Small Apartment? Here are the Best Indoor Dogs!
Do you have a really small apartment? Not sure what the best apartment dogs for small homes are? Well check out these adorable little doggies that make the best indoor dogs:
- The Bichon Frise: These dogs are high-maintenance! They require grooming every 4 to 6 weeks! But, they’re super friendly and would suit someone who lives in a small apartment
- The Cesky Terrier: A smart little cookie! The Cesky Terrier is an incredibly trainable dog. They’re ideal for first-time dog owners who are seeking an active and smart pooch!
- Brussels Griffon: Nicknamed the monkey face mutt, the Brussels Griffon is a fearless and loyal companion who’s never going to leave your side. These little pups are well suited to anyone looking for an easy-going dog that’s going to make them laugh for days.
- Lhasa Apso: A breed of mysterious origins, the Lhasa Apso is a loving ancient dog breed, that’s said to have originated in Tibet. These dogs are known to live healthy long lives and are incredibly intelligent.
- Shiba Inu: Often nicknamed the cat of the dog world. Shiba Inus are very independent little dogs! These spunky little dogs are medium in size and are often said to have a very bossy and stubborn personality. So, although they are super independent, they’re best suited to someone who’s got a grip on dog training.
Those Doggies who don’t Shed!
Tired of seeing tumbleweeds of fur around the house?
Then a hypoallergenic, low-shedding dog could be the perfect apartment pooch for you!
Often nicknamed, “the small dog with a big personality”. The Minature Schnauzer is a small sized dog breed that’s considered a low-shedding, hypoallergenic dog.
These dogs often stand anywhere between 12 to 14 inches in height and can weigh up to 20 lbs.
The most distinctive feature of this breed is their fluffy goatee, that’s said to resemble an old man’s beard.
Poise, elegant, and smart. The Standard Poodle is a medium-sized dog that’s sure to make any dog-owner smile. Weighing anywhere from 45 to 70 lbs, the Poodle is considered one of the more healthier dog breeds and make out to be one of the best apartment dogs.

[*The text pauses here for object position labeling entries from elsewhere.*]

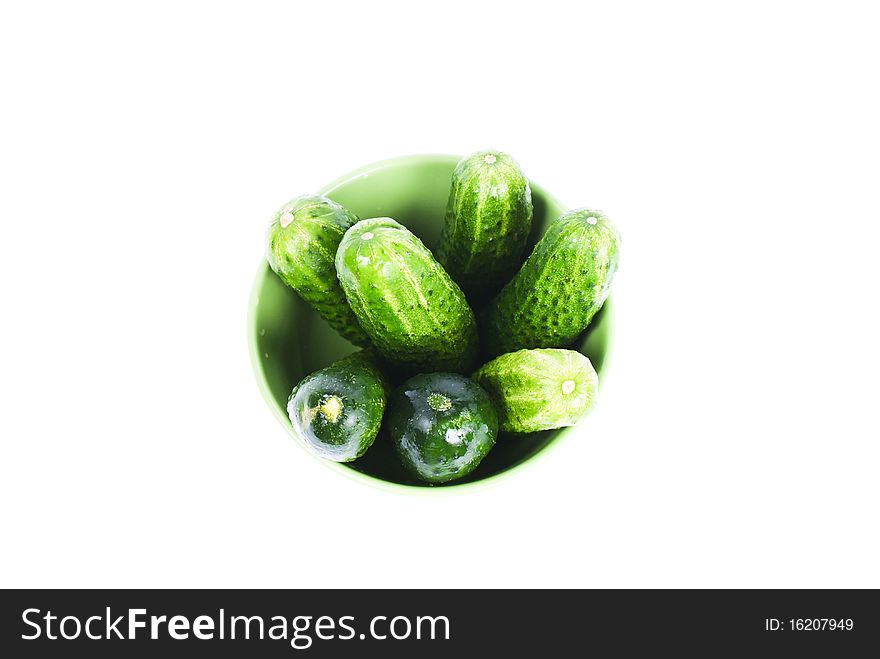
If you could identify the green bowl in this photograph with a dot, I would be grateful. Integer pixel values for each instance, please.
(288, 340)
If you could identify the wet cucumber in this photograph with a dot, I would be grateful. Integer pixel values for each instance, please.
(488, 219)
(337, 411)
(413, 312)
(559, 289)
(302, 241)
(442, 425)
(539, 389)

They are easy to train, love to please their owners, and require moderate levels of activity. The only downside to the breed is that you’ll need to take them to the groomers every 4 to 6 weeks!
6 Tips You Need To Know About Caring for Apartment Dogs!

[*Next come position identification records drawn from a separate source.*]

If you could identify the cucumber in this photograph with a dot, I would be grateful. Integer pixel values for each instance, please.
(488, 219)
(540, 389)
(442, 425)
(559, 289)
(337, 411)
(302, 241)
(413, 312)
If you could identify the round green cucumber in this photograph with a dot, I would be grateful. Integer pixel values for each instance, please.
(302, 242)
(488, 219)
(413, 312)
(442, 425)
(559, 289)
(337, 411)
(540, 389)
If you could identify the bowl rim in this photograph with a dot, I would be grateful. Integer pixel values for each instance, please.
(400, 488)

- Stay ontop of the cleanup duties! There are plenty of ways to keep your house clean when you have dogs; just make sure you don’t slack off!
- Exercising your dog is crucial! After a tiring day, pet owners may be tempted to curl up in bed. Remember, no matter what dog you choose, every dog requires daily exercise to keep them fit and healthy. So, make sure you walk your dog a minimum of 3 times daily.

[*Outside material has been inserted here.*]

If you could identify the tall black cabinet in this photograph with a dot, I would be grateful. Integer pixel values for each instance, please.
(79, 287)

- Dog park visits are your new best friend! Can’t figure out how to exercise your pooch? Take them to the local dog park! It’ll help them release any pent-up energy.
- Hire a pet sitter or dog walker! If you’ve got a busy life, then hire a dog walker or pet-sitter. This will help keep your dog entertained throughout the day.
- Desensitize your pooch to the big city! Living in an apartment is no easy task for a dog. New sights, sounds, and a lot people—all this can be quite scary for a dog. So make sure you begin training and desensitizing your pooch to the city life.
- Doggy pee-pads and house training are essential! Because they won’t have access to a backyard, an apartment dog may have a few accidents in the house. So, it’s a really good idea to keep some pee-mats handy!
So, Which Dog is Good for you?
Big or small, there’s a lot of puppers that can make the best apartment dogs!
But, remember, if you want the perfect dog, you’ll need to make sure you do your part! No matter what, it’s important to make sure that all dogs receive plenty of playtime, social time, walks, and human companionship in order to thrive in their home!